The enzymatic activity of Dpo42 or Dpo43 at pH 2 to 10 was determined (Figures 3A,C). The results showed that Dpo42 was active at pH 5.0 to 8.0, whereas the Dpo43 remained active at pH 4.0 to 8.0. The depolymerase activities of Dpo42 and Dpo43 were completely lost at pH outside their active ranges. The enzyme activities at temperatures ranging from 20 to 90°C in citric acid-Na₂HPO₄ buffer (pH 5.0) were determined (Figures 3B,D). Both Dpo42 and Dpo43 could maintain enzymatic activity at temperatures ranging from 20 to 70°C. The enzyme was completely inactive at 80°C.

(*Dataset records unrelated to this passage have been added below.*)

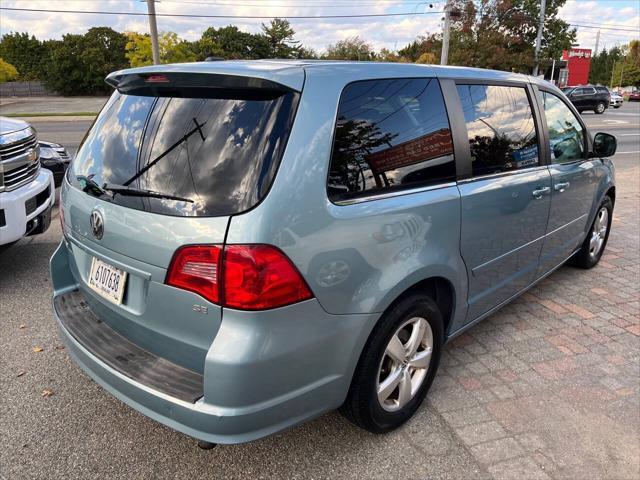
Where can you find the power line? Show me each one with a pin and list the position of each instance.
(186, 15)
(605, 28)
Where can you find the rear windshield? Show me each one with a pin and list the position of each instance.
(197, 156)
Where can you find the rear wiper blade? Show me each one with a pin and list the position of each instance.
(114, 188)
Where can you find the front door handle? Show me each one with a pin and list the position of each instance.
(537, 194)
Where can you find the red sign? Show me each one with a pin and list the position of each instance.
(430, 146)
(578, 63)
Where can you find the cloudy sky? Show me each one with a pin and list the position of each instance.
(618, 20)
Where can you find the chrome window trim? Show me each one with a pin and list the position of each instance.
(503, 174)
(398, 193)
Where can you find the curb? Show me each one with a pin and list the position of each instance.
(58, 118)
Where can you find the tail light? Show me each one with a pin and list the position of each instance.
(245, 277)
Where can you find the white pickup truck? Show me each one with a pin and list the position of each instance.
(27, 192)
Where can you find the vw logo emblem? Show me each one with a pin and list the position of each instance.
(97, 224)
(32, 155)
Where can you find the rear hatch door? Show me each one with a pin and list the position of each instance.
(171, 157)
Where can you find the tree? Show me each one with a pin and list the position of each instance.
(352, 48)
(25, 52)
(279, 37)
(498, 34)
(78, 64)
(232, 43)
(8, 72)
(427, 57)
(627, 72)
(172, 48)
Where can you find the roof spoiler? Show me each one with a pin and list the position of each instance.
(194, 85)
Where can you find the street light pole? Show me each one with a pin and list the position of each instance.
(444, 55)
(543, 8)
(153, 30)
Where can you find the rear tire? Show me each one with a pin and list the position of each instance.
(594, 244)
(376, 402)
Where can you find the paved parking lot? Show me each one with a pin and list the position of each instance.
(547, 388)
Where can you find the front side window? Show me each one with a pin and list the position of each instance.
(500, 127)
(566, 135)
(390, 135)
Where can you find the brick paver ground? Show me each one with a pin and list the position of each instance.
(549, 386)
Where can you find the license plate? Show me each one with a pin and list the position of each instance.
(107, 280)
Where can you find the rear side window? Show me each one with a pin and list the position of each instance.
(199, 156)
(566, 135)
(500, 127)
(390, 135)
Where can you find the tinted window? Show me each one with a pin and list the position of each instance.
(565, 132)
(500, 126)
(218, 155)
(390, 134)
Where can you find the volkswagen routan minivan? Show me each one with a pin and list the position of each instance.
(247, 245)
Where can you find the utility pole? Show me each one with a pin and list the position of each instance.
(612, 71)
(543, 8)
(444, 55)
(153, 30)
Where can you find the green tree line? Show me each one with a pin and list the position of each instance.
(497, 34)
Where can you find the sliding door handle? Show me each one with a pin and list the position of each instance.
(537, 194)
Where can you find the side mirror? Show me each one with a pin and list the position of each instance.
(604, 145)
(569, 148)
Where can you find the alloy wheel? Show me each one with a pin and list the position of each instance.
(404, 365)
(599, 232)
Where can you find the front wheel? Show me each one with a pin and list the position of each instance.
(397, 365)
(594, 244)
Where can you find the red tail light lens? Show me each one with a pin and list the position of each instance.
(196, 268)
(246, 277)
(258, 277)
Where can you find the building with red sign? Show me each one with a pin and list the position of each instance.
(578, 65)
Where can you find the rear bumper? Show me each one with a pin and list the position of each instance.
(264, 371)
(20, 211)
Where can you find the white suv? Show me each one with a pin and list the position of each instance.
(27, 192)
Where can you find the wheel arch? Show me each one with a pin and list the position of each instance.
(440, 289)
(611, 193)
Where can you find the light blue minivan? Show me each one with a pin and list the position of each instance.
(248, 245)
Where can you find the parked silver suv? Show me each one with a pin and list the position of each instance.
(248, 245)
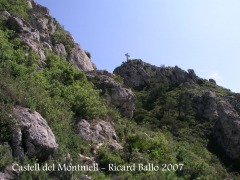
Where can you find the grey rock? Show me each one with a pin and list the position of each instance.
(39, 8)
(5, 15)
(98, 131)
(34, 137)
(138, 74)
(227, 130)
(79, 59)
(205, 105)
(45, 45)
(60, 49)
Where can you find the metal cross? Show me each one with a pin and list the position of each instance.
(127, 55)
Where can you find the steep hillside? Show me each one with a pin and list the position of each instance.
(60, 118)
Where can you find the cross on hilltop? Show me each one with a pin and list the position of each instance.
(127, 55)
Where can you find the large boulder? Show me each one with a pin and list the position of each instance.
(227, 130)
(138, 74)
(37, 32)
(80, 60)
(115, 94)
(34, 137)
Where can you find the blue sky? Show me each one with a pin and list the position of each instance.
(203, 35)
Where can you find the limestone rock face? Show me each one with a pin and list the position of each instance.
(34, 137)
(138, 74)
(98, 131)
(117, 95)
(60, 49)
(227, 130)
(79, 59)
(37, 33)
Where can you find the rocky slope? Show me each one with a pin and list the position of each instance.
(208, 103)
(39, 32)
(51, 112)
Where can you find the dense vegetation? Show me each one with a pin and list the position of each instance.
(163, 131)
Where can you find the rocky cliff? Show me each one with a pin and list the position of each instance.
(70, 113)
(41, 32)
(207, 101)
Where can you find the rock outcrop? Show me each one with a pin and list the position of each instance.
(34, 137)
(117, 95)
(227, 130)
(79, 59)
(37, 32)
(138, 74)
(205, 105)
(98, 131)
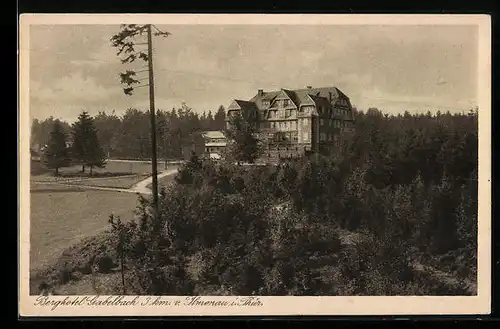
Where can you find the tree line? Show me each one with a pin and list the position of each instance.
(83, 148)
(406, 185)
(128, 136)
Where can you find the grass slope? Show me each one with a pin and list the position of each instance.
(61, 216)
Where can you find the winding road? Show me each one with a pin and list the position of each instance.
(140, 187)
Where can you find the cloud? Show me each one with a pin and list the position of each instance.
(74, 87)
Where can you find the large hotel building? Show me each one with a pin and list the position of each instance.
(296, 122)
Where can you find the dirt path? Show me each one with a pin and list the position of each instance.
(139, 188)
(142, 186)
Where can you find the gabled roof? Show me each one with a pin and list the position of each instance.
(257, 99)
(301, 96)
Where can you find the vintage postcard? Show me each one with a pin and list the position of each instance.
(187, 165)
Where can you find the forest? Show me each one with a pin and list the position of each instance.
(128, 136)
(394, 214)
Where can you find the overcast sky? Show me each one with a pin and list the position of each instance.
(394, 68)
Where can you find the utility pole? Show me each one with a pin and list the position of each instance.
(125, 42)
(154, 160)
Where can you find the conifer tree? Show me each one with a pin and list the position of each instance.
(56, 154)
(86, 149)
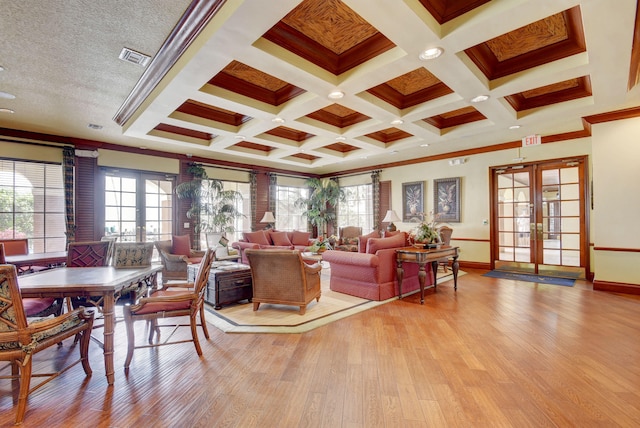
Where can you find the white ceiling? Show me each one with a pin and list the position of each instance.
(61, 63)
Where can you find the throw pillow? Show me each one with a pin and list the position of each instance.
(300, 238)
(280, 238)
(258, 237)
(362, 240)
(181, 245)
(375, 244)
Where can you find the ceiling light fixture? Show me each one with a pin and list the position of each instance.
(479, 98)
(431, 53)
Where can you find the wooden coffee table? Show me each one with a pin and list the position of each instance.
(229, 282)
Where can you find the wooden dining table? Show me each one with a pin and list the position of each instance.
(106, 282)
(23, 262)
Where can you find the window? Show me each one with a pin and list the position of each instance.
(357, 209)
(288, 216)
(32, 204)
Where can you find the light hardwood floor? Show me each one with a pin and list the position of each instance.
(496, 353)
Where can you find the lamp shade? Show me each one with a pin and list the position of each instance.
(268, 217)
(391, 217)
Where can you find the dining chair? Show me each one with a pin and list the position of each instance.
(89, 254)
(183, 299)
(36, 306)
(20, 339)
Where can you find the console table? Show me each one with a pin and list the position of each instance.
(422, 257)
(228, 283)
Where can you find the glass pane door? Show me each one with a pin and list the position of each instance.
(138, 208)
(540, 219)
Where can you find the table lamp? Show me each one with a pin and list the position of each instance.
(268, 218)
(391, 217)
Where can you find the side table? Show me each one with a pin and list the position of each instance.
(228, 283)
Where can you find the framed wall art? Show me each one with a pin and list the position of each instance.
(446, 199)
(413, 201)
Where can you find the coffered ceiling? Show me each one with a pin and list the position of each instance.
(250, 82)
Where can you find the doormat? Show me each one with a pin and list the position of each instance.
(540, 279)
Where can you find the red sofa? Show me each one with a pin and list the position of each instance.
(370, 273)
(272, 240)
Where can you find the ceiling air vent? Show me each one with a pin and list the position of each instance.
(134, 57)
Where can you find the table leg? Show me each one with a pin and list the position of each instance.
(422, 276)
(400, 275)
(454, 268)
(108, 311)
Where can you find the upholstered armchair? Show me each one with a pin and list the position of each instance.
(282, 277)
(175, 255)
(20, 339)
(348, 238)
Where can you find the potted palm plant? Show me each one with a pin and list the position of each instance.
(213, 208)
(320, 206)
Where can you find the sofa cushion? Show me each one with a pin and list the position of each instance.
(280, 238)
(258, 237)
(300, 238)
(181, 245)
(362, 240)
(375, 244)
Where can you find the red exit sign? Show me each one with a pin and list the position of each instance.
(531, 140)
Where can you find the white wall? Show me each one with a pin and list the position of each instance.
(471, 235)
(616, 198)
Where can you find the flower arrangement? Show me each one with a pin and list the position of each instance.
(320, 245)
(426, 232)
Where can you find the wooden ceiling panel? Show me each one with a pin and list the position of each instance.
(290, 134)
(245, 80)
(410, 89)
(445, 10)
(338, 116)
(551, 94)
(206, 111)
(541, 42)
(328, 34)
(389, 135)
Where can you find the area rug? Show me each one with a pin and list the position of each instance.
(540, 279)
(333, 306)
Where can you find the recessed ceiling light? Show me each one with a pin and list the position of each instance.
(479, 98)
(431, 53)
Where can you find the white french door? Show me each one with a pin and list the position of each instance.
(539, 218)
(138, 206)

To confirm Dpo42 or Dpo43 could sensitize K. pneumoniae to serum, the viable counts of bacteria in various treatment conditions were determined. The K. pneumoniae 94 and 256 were sensitize to Dpo42 and Dpo43, respectively. Figures 4A,B showed that the number of bacteria treated with its specific enzyme followed with serum was effectively decreased (≥3 log reduction) as compared with other groups (P < 0.0001, one-way ANOVA). While the serum alone slightly reduced the bacterial counts, the enzyme alone and the enzyme mixed with inactive serum did not affect the bacterial survival. Thus, both Dpo42 and Dpo43 could make bacteria more susceptible to the serum complement-mediated killing. To assess the safety of applying Dpo42 and Dpo43 as antimicrobial agents, the hemolysis of enzyme toward erythrocytes was assessed in vitro (Figure 4C). The Dpo42 and Dpo43 displayed no hemolytic activity to erythrocytes.